This paper explores the use of so-called Monte Carlo objectives for training directed generative models with latent variables. Monte Carlo objectives take the form of the logarithm of a Monte Carlo estimate (i.e. an average over samples) of the marginal probability $P(x)$. One important motivation for using Monte Carlo objectives is that they can be shown (see the Importance Weighted Variational Autoencoder paper \cite{journals/corr/BurdaGS15} and my notes on it) to correspond to bounds on the true likelihood of the model, and one can tighten the bound simply by drawing more samples in the Monte Carlo objective. Currently, the most successful application of Monte Carlo objectives is based on an importance sampling estimate, which involves training a proposal distribution $Q(h|x)$ in addition to the model $P(x,h)$.
This paper considers the problem of training with gradient descent on such objectives, in the context of a model to which the reparametrization trick cannot be used (e.g. for discrete latent variables). They analyze the sources of variance in the estimation of the gradients (see Equation 5) and propose a very simple approach to reducing the variance of a sampling-based estimator of these gradients.

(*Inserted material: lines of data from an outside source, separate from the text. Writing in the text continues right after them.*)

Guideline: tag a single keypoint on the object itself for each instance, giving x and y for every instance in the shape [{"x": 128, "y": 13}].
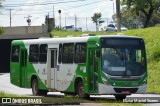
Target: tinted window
[
  {"x": 15, "y": 54},
  {"x": 43, "y": 53},
  {"x": 34, "y": 53},
  {"x": 68, "y": 53},
  {"x": 80, "y": 53}
]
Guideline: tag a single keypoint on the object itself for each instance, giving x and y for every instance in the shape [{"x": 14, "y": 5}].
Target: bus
[{"x": 91, "y": 65}]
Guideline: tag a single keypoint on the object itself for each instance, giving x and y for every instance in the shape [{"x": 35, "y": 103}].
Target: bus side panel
[{"x": 15, "y": 73}]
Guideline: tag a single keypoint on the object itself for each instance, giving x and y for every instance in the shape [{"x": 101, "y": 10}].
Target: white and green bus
[{"x": 83, "y": 66}]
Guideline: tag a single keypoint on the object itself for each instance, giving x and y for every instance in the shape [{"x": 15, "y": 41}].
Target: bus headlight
[
  {"x": 144, "y": 82},
  {"x": 105, "y": 81}
]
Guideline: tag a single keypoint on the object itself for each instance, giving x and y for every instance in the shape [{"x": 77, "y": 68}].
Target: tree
[
  {"x": 96, "y": 18},
  {"x": 146, "y": 7}
]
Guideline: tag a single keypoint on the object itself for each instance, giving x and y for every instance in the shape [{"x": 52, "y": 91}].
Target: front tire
[
  {"x": 80, "y": 91},
  {"x": 35, "y": 88}
]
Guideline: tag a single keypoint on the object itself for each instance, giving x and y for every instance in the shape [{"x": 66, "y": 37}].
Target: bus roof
[{"x": 69, "y": 39}]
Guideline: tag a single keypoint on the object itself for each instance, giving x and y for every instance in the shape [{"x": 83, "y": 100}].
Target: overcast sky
[{"x": 83, "y": 9}]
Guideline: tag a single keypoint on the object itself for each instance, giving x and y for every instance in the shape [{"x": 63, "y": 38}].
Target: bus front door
[
  {"x": 53, "y": 68},
  {"x": 93, "y": 68},
  {"x": 23, "y": 71}
]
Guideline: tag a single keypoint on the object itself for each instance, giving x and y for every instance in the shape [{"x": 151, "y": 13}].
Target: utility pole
[
  {"x": 59, "y": 11},
  {"x": 10, "y": 11},
  {"x": 75, "y": 22},
  {"x": 86, "y": 24},
  {"x": 118, "y": 15},
  {"x": 65, "y": 21},
  {"x": 28, "y": 20},
  {"x": 54, "y": 20}
]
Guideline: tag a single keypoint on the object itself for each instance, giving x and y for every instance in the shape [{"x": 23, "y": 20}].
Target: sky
[{"x": 82, "y": 9}]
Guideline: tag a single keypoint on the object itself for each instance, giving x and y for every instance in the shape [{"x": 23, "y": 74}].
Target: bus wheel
[
  {"x": 120, "y": 97},
  {"x": 43, "y": 92},
  {"x": 35, "y": 88},
  {"x": 80, "y": 91}
]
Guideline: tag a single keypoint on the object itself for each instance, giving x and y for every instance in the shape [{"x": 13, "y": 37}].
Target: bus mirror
[{"x": 98, "y": 53}]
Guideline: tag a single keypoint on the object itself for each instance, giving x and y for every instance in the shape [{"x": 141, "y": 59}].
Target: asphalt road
[{"x": 6, "y": 86}]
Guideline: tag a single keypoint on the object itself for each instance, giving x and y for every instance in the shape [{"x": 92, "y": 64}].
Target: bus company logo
[{"x": 6, "y": 100}]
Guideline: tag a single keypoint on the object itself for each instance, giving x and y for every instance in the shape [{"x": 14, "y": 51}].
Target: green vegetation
[{"x": 152, "y": 40}]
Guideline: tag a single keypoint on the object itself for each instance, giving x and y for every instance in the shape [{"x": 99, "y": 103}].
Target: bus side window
[
  {"x": 80, "y": 53},
  {"x": 60, "y": 54},
  {"x": 15, "y": 54},
  {"x": 68, "y": 53},
  {"x": 34, "y": 53},
  {"x": 43, "y": 53}
]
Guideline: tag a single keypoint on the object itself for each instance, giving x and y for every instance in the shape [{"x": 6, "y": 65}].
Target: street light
[
  {"x": 11, "y": 16},
  {"x": 34, "y": 20}
]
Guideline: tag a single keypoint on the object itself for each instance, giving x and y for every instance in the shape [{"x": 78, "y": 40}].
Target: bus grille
[{"x": 131, "y": 90}]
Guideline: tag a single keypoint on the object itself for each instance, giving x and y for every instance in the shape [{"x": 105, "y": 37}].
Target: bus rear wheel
[
  {"x": 35, "y": 88},
  {"x": 120, "y": 97}
]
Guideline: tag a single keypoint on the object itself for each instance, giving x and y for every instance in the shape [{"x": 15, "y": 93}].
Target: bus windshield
[{"x": 123, "y": 60}]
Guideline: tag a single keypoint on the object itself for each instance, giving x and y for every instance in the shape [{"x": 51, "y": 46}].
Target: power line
[
  {"x": 34, "y": 4},
  {"x": 62, "y": 9}
]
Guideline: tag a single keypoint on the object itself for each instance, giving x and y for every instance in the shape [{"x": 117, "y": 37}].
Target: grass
[{"x": 152, "y": 43}]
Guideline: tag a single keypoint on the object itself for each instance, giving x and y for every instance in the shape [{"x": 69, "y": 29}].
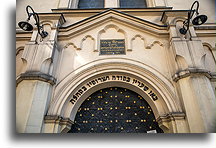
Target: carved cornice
[
  {"x": 193, "y": 71},
  {"x": 36, "y": 76}
]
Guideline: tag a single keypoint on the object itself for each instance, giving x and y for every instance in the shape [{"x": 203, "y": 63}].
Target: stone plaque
[{"x": 112, "y": 47}]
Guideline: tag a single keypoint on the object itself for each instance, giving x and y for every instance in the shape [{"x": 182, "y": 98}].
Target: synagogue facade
[{"x": 113, "y": 66}]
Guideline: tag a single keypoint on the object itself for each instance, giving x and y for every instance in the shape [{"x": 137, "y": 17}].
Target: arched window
[
  {"x": 133, "y": 4},
  {"x": 85, "y": 4}
]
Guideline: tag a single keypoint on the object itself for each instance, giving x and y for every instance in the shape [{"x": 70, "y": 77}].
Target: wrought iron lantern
[
  {"x": 198, "y": 20},
  {"x": 26, "y": 26}
]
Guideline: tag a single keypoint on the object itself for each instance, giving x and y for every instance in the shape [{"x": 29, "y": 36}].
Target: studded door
[{"x": 115, "y": 110}]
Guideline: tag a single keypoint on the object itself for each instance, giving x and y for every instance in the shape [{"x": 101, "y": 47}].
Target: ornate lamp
[
  {"x": 198, "y": 20},
  {"x": 26, "y": 26}
]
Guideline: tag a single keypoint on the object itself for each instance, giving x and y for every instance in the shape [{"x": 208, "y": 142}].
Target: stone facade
[{"x": 179, "y": 69}]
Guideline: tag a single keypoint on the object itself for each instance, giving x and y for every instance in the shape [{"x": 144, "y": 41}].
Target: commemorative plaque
[{"x": 112, "y": 47}]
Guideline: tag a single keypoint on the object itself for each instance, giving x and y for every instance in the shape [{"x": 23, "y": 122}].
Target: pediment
[{"x": 112, "y": 15}]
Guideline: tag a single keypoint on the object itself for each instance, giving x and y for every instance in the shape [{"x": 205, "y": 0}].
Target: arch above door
[{"x": 140, "y": 78}]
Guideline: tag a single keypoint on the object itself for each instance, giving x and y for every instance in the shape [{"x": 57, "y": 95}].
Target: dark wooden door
[{"x": 115, "y": 110}]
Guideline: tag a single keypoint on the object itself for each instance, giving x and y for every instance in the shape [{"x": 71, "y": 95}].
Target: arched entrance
[
  {"x": 145, "y": 81},
  {"x": 115, "y": 110}
]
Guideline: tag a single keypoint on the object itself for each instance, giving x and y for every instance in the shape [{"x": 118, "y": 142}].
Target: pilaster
[
  {"x": 191, "y": 78},
  {"x": 35, "y": 84}
]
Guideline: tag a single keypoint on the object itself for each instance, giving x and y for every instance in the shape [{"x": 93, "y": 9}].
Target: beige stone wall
[{"x": 179, "y": 69}]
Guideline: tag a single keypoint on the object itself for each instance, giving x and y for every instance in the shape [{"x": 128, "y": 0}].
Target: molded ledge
[
  {"x": 192, "y": 71},
  {"x": 36, "y": 76}
]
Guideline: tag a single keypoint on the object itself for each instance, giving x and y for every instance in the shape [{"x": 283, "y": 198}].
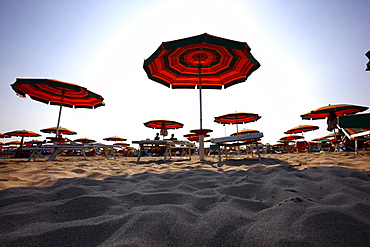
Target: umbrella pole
[
  {"x": 60, "y": 112},
  {"x": 201, "y": 137}
]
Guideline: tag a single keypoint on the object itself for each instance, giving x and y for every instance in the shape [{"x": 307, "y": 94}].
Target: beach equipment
[
  {"x": 22, "y": 134},
  {"x": 290, "y": 138},
  {"x": 203, "y": 61},
  {"x": 61, "y": 130},
  {"x": 244, "y": 132},
  {"x": 115, "y": 139},
  {"x": 338, "y": 110},
  {"x": 84, "y": 140},
  {"x": 237, "y": 118},
  {"x": 56, "y": 92},
  {"x": 163, "y": 125},
  {"x": 301, "y": 129}
]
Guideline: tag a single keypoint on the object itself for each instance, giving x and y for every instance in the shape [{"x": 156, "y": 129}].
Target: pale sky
[{"x": 311, "y": 54}]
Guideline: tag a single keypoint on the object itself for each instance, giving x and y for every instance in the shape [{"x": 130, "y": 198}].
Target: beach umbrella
[
  {"x": 244, "y": 132},
  {"x": 61, "y": 130},
  {"x": 115, "y": 139},
  {"x": 85, "y": 140},
  {"x": 338, "y": 110},
  {"x": 55, "y": 92},
  {"x": 203, "y": 61},
  {"x": 163, "y": 125}
]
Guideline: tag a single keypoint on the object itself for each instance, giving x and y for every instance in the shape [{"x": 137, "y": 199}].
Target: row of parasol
[
  {"x": 203, "y": 61},
  {"x": 330, "y": 113}
]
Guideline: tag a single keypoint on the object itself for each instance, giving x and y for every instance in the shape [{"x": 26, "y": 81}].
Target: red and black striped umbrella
[
  {"x": 202, "y": 61},
  {"x": 338, "y": 110},
  {"x": 237, "y": 118},
  {"x": 55, "y": 92}
]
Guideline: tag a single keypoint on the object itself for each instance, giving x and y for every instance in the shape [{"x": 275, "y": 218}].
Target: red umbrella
[
  {"x": 202, "y": 61},
  {"x": 55, "y": 92},
  {"x": 61, "y": 130},
  {"x": 338, "y": 110},
  {"x": 237, "y": 118},
  {"x": 163, "y": 125}
]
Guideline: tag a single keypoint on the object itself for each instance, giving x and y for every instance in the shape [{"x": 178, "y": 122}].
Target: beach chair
[
  {"x": 301, "y": 147},
  {"x": 355, "y": 127}
]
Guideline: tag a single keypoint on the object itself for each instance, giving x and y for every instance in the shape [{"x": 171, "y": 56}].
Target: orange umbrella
[
  {"x": 61, "y": 130},
  {"x": 338, "y": 110}
]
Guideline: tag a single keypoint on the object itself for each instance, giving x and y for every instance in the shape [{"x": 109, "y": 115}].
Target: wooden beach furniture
[
  {"x": 238, "y": 140},
  {"x": 166, "y": 144}
]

First, they argue that gradients with respect to the $P(x,h)$ parameters are less susceptible to problems due to high variance gradients.
Second, and most importantly, they derive a multi-sample estimate of the gradient that is meant to reduce the variance of gradients on the proposal distribution parameters $Q(h|x)$. The end result is the gradient estimate of Equations 10-11. It is based on the observation that the first term of the gradient of Equation 5 doesn't distinguish between the contribution of each sampled latent hi. The key contribution is this: they notice that one can incorporate a variance reducing baseline for each sample hi, corresponding to the Monte Carlo estimate of the log-likelihood when removing hi from the estimate (see Equation 10). The authors show that this is a proper baseline, in that using it doesn't introduce a bias in the estimation for the gradients.
Experiments show that this approach yields better performance than training based on Reweighted Wake Sleep \cite{journals/corr/BornscheinB14} or the use of NVIL baselines \cite{conf/icml/MnihG14}, when training sigmoid belief networks as generative models or as structured output prediction (image completion) models on binarized MNIST.